Hot Trainer Steve Asmussen Joins TDN Writer's Room

Steve Asmussen | Sarah Andrew

On his drive from Saratoga to Kentucky Downs Tuesday, Steve Asmussen stopped in every state he drove through and bought lottery tickets. Shocking that he didn't win.

Coming off one of the greatest week-and-a-half stretches in racing history, during which he won five Grade I races in Saratoga over nine days, Asmussen was this week's Green Group Guest of the Week on the TDN Writer's Room, presented by Keeneland. If that wasn't enough, two of his wins, Gunite in the GI Hopeful S. and Echo Zulu in the GI Spinaway S., came from the first crop of Gun Runner (Candy Ride {Arg}). Gun Runner, the 2017 Horse of the Year who was trained by Asmussen, is off to a sensational start at stud.

“Five Grade Is in nine calendar days, unbelievable,” said a jubilant Asmussen “We're blessed with the best horses in the world, but they just showed up when it mattered most. I was driving out of Saratoga yesterday, headed to Kentucky Downs for the races, and I could have got out and run around the car a couple of times. I was so excited. ”

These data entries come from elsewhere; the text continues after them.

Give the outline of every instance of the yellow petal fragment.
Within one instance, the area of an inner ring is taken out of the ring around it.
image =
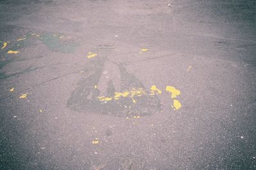
[[[22,94],[20,96],[20,99],[26,99],[27,98],[27,94]]]
[[[87,58],[88,59],[91,59],[93,58],[95,56],[98,55],[98,54],[95,53],[92,53],[92,52],[88,52],[88,55],[87,55]]]
[[[6,42],[4,42],[4,43],[3,44],[3,46],[2,46],[2,48],[1,48],[1,49],[4,49],[6,46],[7,46],[7,43],[6,43]]]
[[[175,98],[177,96],[180,94],[180,90],[177,90],[174,87],[168,85],[165,90],[166,92],[172,93],[172,98]]]
[[[99,100],[101,101],[109,101],[112,100],[111,97],[104,97],[104,96],[100,96],[98,97]]]
[[[188,67],[188,69],[187,69],[187,72],[188,72],[191,68],[192,68],[192,66]]]
[[[92,144],[98,144],[99,143],[99,141],[98,140],[94,140],[94,141],[92,141]]]
[[[148,50],[148,48],[141,48],[141,49],[140,49],[140,50],[141,52],[147,52],[147,50]]]
[[[173,100],[173,106],[176,110],[179,110],[181,107],[181,104],[178,100]]]
[[[26,39],[26,38],[19,38],[18,39],[17,39],[17,41],[22,41]]]
[[[159,89],[158,89],[156,87],[156,85],[152,85],[152,86],[151,86],[150,90],[151,90],[151,94],[150,94],[150,95],[154,95],[154,94],[155,94],[155,92],[156,92],[156,93],[157,93],[157,94],[160,94],[162,93],[162,91],[160,90]]]
[[[19,51],[9,50],[9,51],[8,51],[7,53],[9,53],[9,54],[12,54],[12,53],[17,54],[17,53],[19,53],[19,52],[19,52]]]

While the horses have made Asmussen, sometimes Asmussen makes the horses. There's no better example of that than Max Player (Honor Code). An also-ran in May in the GIII Pimlico Special, he has since come back to win the GII Suburban S. and Saturday's GI Jockey Club Gold Cup. He is an example of a case when Asmussen went back to the drawing board, and it worked.  He said there were two keys to the process, not letting Max Player fall behind early in his races and not shipping him to a track on top of a race.

“We felt he eliminated himself by not giving himself a chance getting away from the gate,” he said. “We took him back to the gate and pretty much started over.”

On the success of the Gun Runners, Asmussen said his offspring have the same mental attributes that the sire has, which goes a long way toward accounting for their success.

“It's the state of their minds, the acceptance of what their job is,” Asmussen said. “Gunite is the greatest example of what we want in a racehorse. Good level of talent, learns from his lessons and improves. [Assistant trainer] Scott [Blasi] and I were talking about him Tuesday morning. He ate up, and just stood there like he was saying 'when are we putting on the tack? When do we go to the track?' Unbelievable.”

When asked who he believed were his best prospects for next year's GI Kentucky Derby, Asmussen mentioned two horses, Saratoga maiden winner Stellar Tap (Tapit) and Gun Town (Gun Runner). Both are being pointed for the GIII Iroquois S. Sept. 18 at Churchill Downs. Stellar Tap is the horse who gave Asmussen his 9,446h career win, which pushed him past Dale Baird for No. 1 of all-time.

“Long term, we're very excited about both,” he said.

Elsewhere on the show, which is also sponsored by West Point Thoroughbreds, Woodford Thoroughbreds, Spendthrift Farm and Legacy Bloodstock, the writers reviewed the GI Jockey Club Gold Cup day card at Saratoga and the sensational performances from a pair of allowance horses who both earned 114 Beyer numbers over the weekend, Flightline (Tapit) and this year's greatest rags-to-riches story, Baby Yoda (Prospective).

The latest on the Jorge Navarro-Jason Servis case was a hot topic among the writers. The government released more wiretaps this week that caught the two miscreants discussing performance-enhancing drugs, oftentimes drugs they didn't know the name of and didn't know what they were for, yet still gave them indiscriminately to their horses.